I once wrote a series of posts to the portal Data Science Central. After losing a bit of confidence in my writings about the subject I stopped. But I recognized the quality of the community of writers to this portal and I am still part of that community. One of them recently wrote an article absolutely brilliant about the future of Deep Learning. The points mentioned in the article about the current shortcomings of Deep Learning technologies weren’t full common knowledge to me, although I may have already touched superficially here or elsewhere on those issues.
The article I am referring to was written by William Vorhies, which is the Editorial Director of Data Science Central and has extensive experience as a data scientist and in the commercial predictive analytics industry. I will re-post the main highlights of this post here today, that is an enjoyable read indeed. Also later in the post I will analyze the video found as a link in this post about a TEDtalk dealing with the relationship of modern neuroscience and the future of deep learning (robotics) technologies.
What’s Wrong with CNNs?
The limitations of CNNs have been understood for some time but we’ve been getting such good returns for the last two years it’s been easy to overlook them.
- Need too Much Data. CNNs are not One-Shot Learners: They require massive amounts of tagged training data which is in short supply and expensive to produce. There are a large number of tuning parameters that need to be adjusted by a data scientist that makes the set up long and labor intensive. Even the fitness functions are complex although they rely on common gradient descent logic.
- They Can’t Extract Meaning and They Can’t Remember: CNNs are basically just very good classifiers. Is that a cat – yes or no? It can’t remember patterns that it may have recently developed elsewhere and apply them to the new data set. If you asked a CNN-enabled robot “please get me something to eat with” or “please get me a knife and fork” it cannot recognize that these are essentially the same question.

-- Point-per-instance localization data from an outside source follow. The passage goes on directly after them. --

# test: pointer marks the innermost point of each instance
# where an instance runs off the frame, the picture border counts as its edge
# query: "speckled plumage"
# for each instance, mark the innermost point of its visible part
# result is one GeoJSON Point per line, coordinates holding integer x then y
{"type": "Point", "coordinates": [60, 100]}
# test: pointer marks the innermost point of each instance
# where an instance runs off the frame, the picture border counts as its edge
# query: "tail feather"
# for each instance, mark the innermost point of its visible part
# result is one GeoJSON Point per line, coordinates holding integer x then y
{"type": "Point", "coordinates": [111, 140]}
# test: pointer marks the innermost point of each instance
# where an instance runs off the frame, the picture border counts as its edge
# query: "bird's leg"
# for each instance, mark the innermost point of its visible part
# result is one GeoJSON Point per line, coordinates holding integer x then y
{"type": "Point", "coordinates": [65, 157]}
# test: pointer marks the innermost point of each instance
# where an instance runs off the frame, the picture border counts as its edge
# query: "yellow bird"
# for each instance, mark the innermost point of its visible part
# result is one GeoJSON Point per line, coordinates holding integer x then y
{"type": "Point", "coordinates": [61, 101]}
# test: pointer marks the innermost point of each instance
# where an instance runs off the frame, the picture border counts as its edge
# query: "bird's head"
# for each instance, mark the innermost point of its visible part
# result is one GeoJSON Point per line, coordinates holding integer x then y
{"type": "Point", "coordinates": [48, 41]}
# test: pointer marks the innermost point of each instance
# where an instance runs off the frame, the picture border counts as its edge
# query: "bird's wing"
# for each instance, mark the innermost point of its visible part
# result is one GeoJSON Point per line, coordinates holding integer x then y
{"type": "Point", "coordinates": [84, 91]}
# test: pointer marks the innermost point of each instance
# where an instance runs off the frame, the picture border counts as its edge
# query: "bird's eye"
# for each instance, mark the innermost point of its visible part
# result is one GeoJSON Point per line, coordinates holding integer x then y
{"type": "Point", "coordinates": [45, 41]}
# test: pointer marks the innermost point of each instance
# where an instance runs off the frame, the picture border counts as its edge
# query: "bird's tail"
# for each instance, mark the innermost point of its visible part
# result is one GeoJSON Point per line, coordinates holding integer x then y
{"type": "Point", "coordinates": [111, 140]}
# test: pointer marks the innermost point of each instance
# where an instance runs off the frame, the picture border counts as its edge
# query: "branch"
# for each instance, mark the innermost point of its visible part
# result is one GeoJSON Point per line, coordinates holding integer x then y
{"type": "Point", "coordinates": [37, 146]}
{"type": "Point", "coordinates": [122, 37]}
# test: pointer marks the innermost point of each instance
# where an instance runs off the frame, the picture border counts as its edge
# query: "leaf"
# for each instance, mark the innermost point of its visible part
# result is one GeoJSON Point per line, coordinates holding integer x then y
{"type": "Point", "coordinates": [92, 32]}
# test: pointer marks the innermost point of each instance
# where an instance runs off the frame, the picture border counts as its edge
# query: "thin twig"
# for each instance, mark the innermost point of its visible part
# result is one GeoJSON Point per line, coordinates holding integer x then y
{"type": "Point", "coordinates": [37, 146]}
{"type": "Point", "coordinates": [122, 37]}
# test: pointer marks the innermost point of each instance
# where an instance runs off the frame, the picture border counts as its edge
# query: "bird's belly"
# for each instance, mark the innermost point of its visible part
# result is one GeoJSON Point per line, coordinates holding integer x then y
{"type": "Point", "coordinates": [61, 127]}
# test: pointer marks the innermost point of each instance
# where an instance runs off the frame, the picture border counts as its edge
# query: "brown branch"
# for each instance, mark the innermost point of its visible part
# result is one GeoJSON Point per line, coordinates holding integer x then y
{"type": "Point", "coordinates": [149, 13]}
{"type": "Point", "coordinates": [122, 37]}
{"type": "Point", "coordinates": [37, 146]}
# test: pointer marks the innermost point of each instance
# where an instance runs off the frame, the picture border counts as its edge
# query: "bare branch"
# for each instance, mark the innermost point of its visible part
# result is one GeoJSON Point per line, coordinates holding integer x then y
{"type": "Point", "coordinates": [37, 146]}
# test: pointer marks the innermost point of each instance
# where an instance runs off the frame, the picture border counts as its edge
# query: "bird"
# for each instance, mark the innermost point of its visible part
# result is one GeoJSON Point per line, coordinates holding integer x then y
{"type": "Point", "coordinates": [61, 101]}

- They are Supervised Learners: With the exception of recent advances made in Adversarial Learning CNNs need labeled examples and lots of them.
- Need Faster and More Powerful Machines: All those layers need ever faster chips on ever larger MPP clusters. If you scan the literature on Deep Learning you’ll immediately see that the great majority of it is about advances and investments in new and exotic chips. For Intel and their competitors this is a goldmine. There’s a virtual arms race going on to build chips that are ever-faster-ever-cheaper for CNNs.
Where Are 3rd and 4th Gen NNs Coming From?
The simple answer is academia but the more interesting answer is from brain research. AI that mimics the way the brain functions is labeled ‘strong’ AI, while AI that doesn’t worry too much about the exact model but gets the same results is called ‘weak’. We recently argued that since the ‘weak’ school has been in transcendence with CNNs that we should find a more dignified and instructive name like ‘engineered’ AI.
What’s most revealing about 3rd and 4th gen NNs is that they are coming from the very research labs that are attempting to reveal exactly how neurons and synapses collaborate within the brain. What was very slow progress for a long time is now experiencing major breakthroughs.
There are many of these modeled-brains underway and if you’d like to see a very impressive demonstration, actually from 2013, see this YouTube video of ‘Spaun’ created by Chris Eliasmith at the University of Waterloo that remembers, and learns unsupervised from its environment.
So the ‘strong’ school looks like it is not only making a comeback but will in fact dominate in the future. We’ll describe the 3rd gen in a minute. The 4th gen that doesn’t yet exist does already have a name. These will be ‘neurophasic’ nets or more likely just brains on a chip.
Spiking Neural Nets (SNNs) (also sometimes called Oscillatory NNs) are being developed from an examination of the fact that neurons do not constantly communicate with one another but rather in spikes of signals. We all have heard of alpha waves in the brain and these oscillations are only one manifestation of the irregular cyclic and spiking nature of communication among neurons.
So if individual neurons are activated only under specific circumstances in which the electrical potential exceeds a specific threshold, a spike, what might be the implication for designing neural nets? For one, there is the fundamental question of whether information is being encoded in the rate, amplitude, or even latency of the spikes. It appears this is so.
The SNNs that have been demonstrated thus far show the following characteristics:
- They can be developed with far fewer layers. If nodes only fire in response to a spike (actually a train of spikes) then one spiking neuron could replace many hundreds of hidden units on a sigmoidal NN.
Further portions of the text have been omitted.